In its regional economic outlook for Europe, the International Monetary Fund said it saw the region expanding 4.3 percent in 2011 and 2012, from 4.2 percent in 2010.
But it added that a high level of non-performing loans continued to weigh on banking sectors and high commodity prices could spur inflation.
It saw full-year inflation of 7.3 percent in 2011, slowing to 6.2 percent next year, and urged the region's central banks to remain vigilant.
"Monetary policymakers will need to stay on high alert," the Fund said. "Even countries with well-anchored inflation expectations may find it hard to avoid second-round effects if first-round effects are large or persistent, as global commodity prices rise disproportionately over the medium term."
The IMF said strong economic ties to the euro zone exposed it to risks of the potentially escalating debt crisis in the single currency area's weaker members, as western banks could cut their lending exposure to emerging Europe if they were to take a significant hit.
It said that although the region had so far been shielded from contagion, authorities should tackle wide fiscal gaps.
"Consolidation needs to rebuild fiscal buffers.
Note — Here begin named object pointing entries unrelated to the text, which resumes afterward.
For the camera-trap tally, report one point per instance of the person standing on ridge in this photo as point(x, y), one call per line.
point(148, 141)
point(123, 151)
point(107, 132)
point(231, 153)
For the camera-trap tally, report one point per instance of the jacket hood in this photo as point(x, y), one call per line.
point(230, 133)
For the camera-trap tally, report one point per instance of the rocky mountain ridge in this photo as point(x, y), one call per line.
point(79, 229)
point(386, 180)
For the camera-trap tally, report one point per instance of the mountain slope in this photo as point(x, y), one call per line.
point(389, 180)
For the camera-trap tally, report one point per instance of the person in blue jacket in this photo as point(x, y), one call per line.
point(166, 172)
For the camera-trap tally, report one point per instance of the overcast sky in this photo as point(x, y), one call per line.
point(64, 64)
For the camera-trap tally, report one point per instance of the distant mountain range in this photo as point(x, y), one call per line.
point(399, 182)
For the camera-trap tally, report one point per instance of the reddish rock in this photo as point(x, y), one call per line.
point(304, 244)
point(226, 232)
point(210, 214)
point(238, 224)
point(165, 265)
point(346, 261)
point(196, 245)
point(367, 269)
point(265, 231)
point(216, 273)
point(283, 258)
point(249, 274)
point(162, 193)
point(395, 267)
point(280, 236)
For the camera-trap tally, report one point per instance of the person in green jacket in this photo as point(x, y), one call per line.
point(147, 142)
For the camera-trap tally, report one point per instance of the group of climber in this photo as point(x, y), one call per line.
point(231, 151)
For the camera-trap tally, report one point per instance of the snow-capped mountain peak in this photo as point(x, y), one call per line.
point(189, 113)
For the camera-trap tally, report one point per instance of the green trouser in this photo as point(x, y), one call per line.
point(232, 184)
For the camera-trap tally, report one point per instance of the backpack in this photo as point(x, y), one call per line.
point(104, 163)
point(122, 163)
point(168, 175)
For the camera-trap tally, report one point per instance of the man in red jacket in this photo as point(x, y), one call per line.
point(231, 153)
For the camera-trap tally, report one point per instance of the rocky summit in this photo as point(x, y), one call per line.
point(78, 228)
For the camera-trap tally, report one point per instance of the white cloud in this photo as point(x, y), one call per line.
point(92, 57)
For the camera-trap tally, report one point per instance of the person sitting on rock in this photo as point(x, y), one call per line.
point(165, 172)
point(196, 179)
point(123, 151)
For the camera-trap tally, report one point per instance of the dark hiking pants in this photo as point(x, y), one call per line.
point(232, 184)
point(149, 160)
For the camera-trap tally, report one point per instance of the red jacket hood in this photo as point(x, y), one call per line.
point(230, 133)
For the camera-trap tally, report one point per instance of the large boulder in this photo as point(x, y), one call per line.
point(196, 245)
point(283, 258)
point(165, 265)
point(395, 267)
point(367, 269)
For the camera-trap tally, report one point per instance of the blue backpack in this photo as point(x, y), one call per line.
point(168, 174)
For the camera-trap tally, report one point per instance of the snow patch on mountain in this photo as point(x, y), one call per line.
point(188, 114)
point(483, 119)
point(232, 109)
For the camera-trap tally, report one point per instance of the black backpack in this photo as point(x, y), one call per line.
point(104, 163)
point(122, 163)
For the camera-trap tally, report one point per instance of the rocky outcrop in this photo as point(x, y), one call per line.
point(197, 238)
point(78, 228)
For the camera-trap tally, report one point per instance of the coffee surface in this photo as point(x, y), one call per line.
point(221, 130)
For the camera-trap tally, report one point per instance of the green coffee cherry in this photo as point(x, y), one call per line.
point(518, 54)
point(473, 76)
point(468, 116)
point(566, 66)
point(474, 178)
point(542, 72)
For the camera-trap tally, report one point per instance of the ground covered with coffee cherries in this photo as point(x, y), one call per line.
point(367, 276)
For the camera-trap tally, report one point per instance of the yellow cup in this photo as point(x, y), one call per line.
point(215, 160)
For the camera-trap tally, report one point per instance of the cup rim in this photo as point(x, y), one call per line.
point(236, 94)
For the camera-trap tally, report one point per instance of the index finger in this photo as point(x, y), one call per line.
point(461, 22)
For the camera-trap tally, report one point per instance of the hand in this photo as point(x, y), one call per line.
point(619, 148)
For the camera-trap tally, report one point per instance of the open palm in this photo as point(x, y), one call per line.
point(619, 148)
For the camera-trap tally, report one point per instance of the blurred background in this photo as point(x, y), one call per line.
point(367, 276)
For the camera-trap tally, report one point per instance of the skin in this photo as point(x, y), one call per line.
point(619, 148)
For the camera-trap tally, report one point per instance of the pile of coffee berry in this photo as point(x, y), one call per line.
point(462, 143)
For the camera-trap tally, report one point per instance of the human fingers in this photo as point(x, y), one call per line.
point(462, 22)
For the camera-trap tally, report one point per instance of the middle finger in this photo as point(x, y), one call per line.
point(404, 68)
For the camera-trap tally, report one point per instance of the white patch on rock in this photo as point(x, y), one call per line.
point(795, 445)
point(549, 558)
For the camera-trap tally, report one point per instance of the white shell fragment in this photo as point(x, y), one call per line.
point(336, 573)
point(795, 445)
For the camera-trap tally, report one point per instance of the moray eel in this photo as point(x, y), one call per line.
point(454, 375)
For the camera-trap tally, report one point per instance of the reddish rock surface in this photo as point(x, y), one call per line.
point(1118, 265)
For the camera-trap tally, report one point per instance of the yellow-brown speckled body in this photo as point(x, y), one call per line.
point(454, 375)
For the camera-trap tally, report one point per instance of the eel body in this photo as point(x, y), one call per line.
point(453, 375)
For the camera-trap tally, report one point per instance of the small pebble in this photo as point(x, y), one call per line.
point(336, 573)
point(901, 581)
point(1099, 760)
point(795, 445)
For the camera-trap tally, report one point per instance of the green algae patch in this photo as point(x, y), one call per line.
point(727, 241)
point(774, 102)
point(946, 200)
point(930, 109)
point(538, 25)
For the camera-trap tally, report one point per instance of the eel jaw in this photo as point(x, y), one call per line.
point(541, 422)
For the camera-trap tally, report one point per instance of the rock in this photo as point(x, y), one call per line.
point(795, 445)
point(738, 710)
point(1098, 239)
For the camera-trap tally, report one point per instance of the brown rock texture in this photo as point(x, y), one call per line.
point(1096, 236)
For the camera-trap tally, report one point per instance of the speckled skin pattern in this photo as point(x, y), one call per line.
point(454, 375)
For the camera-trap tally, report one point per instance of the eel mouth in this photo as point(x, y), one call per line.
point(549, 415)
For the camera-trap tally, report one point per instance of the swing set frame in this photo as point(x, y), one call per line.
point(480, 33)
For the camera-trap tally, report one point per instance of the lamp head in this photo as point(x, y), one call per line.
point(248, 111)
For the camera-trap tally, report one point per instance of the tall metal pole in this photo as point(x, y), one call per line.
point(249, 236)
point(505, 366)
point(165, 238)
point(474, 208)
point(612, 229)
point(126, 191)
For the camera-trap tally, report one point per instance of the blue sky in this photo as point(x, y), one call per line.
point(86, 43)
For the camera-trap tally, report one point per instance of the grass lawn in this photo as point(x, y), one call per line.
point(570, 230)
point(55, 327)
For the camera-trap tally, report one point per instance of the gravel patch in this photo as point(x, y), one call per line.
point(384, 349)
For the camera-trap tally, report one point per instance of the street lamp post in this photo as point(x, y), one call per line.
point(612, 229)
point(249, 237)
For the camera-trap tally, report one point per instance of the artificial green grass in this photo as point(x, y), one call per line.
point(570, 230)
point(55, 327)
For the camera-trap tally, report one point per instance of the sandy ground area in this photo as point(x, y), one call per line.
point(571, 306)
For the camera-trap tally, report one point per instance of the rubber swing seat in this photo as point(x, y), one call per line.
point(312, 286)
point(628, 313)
This will improve key fiscal indicators and thus diminish the risk of financial tensions in the euro area spilling eastward," it said.
"It will also help contain inflationary pressures and support the monetary tightening that is already underway in several countries."
GROWTH PICKING UP, MOSTLY
Fiscal deficits in the region -- where nine countries have active or precautionary deals with the IMF -- should decline from 4.5 percent of gross domestic product in 2010 to 2.5 percent in 2011 and 2012, mainly due to Russia, the Fund said.
But it said public debt as a percentage of GDP would grow in two thirds of the countries and high fiscal deficits showed vulnerabilities in Latvia, Lithuania, Poland and Romania. It also said the region's fiscal position no longer compared favorably with emerging markets in Asia and Latin America.
It remained optimistic on the recovery, predicting the former Soviet CIS countries would lead the region's recovery with growth of 4.5 percent or higher this year.
It expects Belarus to lead the region with 6.8 percent growth in 2011. Russia was seen growing 4.8 percent this year, slightly faster than its southern peer Turkey at 4.6 percent.
Among the European Union's newest members, Poland was seen flat at 3.8 percent this year before slowing slightly in 2012. Hungary was seen growing 2.8 percent each year, but Romania was expected to accelerate its pace to 4.4 percent next year.
"Domestic demand will become the main pillar of growth as it catches up to recover in those countries where it had languished," the Fund said. It added bank lending still lagged.